Green Bay's emphasis on improving the cornerback unit with young talent paid dividends this year.

Cary Edmondson-USA TODAY Sports

Over the next two weeks, Acme Packing Company takes a look at each position group on the Green Bay Packers and provides grades and insight on how they performed in the 2015 season. Today, we examine the cornerbacks. Follow along with all of our positional breakdowns here.

From 1992-2000 Ron Wolf made the defensive backfield a key component of building the Green Bay Packers. 1994 was the only year in which Wolf did not add defensive back depth through the draft.  Wolf added players like Doug Evans, Craig Newsome, Darren Sharper, Mike McKenzie... and Terrell Buckley.  Top defenses in recent years have made the cornerback position a glamorous one.  Some of the best defenses in the league feature players like Richard Sherman, Patrick Peterson and Josh Norman.  In an era of big passing games and bigger receivers, the ability to rush the passer and cover down the field are perhaps the two single most important aspects of a defense.  The cornerbacks on the 2015 Packers played big all year.

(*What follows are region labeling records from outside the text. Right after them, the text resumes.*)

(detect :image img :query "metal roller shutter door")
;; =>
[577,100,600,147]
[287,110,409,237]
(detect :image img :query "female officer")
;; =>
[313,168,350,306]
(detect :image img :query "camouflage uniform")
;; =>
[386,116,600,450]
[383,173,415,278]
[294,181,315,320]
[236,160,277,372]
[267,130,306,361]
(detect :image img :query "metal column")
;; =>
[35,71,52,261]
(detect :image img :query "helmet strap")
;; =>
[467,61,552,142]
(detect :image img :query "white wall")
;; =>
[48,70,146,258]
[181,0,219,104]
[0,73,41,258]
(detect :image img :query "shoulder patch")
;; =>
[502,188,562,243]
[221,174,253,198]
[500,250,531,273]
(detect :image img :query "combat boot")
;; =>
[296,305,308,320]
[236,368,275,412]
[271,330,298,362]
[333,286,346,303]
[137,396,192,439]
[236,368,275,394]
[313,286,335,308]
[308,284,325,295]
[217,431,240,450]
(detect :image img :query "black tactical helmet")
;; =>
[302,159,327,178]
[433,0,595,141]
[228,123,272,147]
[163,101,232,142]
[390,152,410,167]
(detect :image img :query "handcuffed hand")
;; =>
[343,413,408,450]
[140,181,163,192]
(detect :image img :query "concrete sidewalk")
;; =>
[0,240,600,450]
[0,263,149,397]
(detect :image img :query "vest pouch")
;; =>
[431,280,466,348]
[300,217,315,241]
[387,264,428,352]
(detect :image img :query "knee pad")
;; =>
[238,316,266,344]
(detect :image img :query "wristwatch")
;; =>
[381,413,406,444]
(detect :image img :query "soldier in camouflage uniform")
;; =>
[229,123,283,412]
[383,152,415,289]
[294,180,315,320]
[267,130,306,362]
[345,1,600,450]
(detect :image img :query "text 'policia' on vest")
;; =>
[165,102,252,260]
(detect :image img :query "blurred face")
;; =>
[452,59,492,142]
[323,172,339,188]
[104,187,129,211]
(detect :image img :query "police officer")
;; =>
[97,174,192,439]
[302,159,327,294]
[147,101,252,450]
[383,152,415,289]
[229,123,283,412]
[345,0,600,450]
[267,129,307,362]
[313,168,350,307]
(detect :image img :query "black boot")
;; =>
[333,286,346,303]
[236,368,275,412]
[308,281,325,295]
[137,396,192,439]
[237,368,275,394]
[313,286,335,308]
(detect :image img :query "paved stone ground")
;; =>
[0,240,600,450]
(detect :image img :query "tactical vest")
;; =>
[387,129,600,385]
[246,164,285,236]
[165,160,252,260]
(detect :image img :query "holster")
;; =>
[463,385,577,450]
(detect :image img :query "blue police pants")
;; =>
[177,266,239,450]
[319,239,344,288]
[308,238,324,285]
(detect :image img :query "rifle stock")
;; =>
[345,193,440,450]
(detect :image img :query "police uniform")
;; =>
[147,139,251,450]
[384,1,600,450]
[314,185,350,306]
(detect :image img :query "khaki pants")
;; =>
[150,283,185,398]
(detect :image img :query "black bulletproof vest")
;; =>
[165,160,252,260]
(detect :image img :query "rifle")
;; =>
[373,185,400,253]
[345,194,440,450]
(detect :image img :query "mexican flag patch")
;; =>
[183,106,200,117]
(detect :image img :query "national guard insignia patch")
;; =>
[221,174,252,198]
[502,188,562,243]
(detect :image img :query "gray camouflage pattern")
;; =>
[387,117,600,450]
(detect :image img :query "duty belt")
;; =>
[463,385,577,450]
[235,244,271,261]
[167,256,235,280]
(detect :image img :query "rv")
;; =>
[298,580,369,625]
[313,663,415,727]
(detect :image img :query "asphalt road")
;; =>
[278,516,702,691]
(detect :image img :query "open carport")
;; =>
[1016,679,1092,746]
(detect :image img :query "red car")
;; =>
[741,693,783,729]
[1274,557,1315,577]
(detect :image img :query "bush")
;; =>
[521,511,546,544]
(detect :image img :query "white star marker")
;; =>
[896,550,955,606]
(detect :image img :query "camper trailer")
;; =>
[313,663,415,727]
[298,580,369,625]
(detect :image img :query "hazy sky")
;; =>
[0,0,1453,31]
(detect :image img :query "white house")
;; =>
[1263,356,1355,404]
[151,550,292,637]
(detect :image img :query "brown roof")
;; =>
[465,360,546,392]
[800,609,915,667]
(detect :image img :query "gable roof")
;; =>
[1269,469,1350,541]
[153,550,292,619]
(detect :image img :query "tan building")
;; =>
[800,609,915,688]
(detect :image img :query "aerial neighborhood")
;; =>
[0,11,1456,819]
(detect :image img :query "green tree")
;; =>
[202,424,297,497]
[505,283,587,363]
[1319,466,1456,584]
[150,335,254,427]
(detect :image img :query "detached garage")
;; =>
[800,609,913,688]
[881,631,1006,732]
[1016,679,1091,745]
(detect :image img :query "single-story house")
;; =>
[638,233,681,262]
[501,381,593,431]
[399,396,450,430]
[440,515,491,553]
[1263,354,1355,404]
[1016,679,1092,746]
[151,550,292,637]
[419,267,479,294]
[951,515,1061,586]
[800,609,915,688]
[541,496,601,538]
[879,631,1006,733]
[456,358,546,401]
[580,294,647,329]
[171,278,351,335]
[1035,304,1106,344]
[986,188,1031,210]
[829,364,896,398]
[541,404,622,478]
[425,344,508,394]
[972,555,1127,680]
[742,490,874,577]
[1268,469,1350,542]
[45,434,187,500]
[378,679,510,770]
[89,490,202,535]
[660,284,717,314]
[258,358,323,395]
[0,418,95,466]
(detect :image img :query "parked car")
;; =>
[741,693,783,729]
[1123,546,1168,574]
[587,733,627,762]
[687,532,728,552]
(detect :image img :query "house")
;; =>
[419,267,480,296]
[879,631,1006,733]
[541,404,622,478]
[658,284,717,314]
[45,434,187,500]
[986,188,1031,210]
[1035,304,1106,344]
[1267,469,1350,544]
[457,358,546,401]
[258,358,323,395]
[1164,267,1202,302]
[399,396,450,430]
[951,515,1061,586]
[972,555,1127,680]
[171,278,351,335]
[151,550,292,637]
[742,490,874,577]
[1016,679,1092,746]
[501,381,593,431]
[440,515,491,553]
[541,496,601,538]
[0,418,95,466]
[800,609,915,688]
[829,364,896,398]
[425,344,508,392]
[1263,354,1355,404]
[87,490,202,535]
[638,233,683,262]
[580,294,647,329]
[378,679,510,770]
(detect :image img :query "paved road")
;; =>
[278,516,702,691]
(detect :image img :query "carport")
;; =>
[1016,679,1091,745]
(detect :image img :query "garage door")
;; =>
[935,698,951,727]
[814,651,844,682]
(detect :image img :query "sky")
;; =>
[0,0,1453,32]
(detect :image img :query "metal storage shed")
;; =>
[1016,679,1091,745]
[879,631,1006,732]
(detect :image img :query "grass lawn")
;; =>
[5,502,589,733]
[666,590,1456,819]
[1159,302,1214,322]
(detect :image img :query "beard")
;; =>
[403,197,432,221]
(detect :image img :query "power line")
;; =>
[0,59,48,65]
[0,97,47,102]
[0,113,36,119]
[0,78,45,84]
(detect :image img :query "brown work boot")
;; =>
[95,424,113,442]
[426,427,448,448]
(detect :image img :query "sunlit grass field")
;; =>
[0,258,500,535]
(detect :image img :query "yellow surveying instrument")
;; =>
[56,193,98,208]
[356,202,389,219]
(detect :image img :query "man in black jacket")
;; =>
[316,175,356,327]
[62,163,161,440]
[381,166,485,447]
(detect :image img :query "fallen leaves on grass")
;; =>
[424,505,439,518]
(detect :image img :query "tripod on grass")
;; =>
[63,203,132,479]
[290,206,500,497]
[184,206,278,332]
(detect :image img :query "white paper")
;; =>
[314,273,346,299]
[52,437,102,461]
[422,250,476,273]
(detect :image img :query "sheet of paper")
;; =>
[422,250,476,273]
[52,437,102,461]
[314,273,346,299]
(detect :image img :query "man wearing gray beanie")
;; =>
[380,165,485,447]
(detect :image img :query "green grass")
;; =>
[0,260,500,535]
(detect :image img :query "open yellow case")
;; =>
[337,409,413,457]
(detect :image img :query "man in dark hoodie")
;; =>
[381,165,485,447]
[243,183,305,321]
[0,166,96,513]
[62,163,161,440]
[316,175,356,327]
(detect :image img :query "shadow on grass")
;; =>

The defensive backfield kept this team in games when the offense sputtered late in the year.  The Packers defense ranked 6th in passing yards per game (227.6) and 9th in interceptions (16).  Opposing quarterbacks did not fare well against the Packers.  Opponents completed only 58.3% of their passes against the Packers, good for 4th in the NFL.  Packers also held opposing passers to a 80.1 passer rating, the 7th-best in football.

Here is a look at the cornerbacks who did much of that work.

Sam Shields

Shields missed several games down the stretch with a concussion. and ended with just 12 starts this year. In that time, he managed three interceptions and 16 passes defensed.  Opponents did not throw Shields' way a great deal.  Many teams attempted to attack the younger cornerbacks on this team.  Still, Shields saw his fair share of duty guarding opposing teams' best receivers and held his own.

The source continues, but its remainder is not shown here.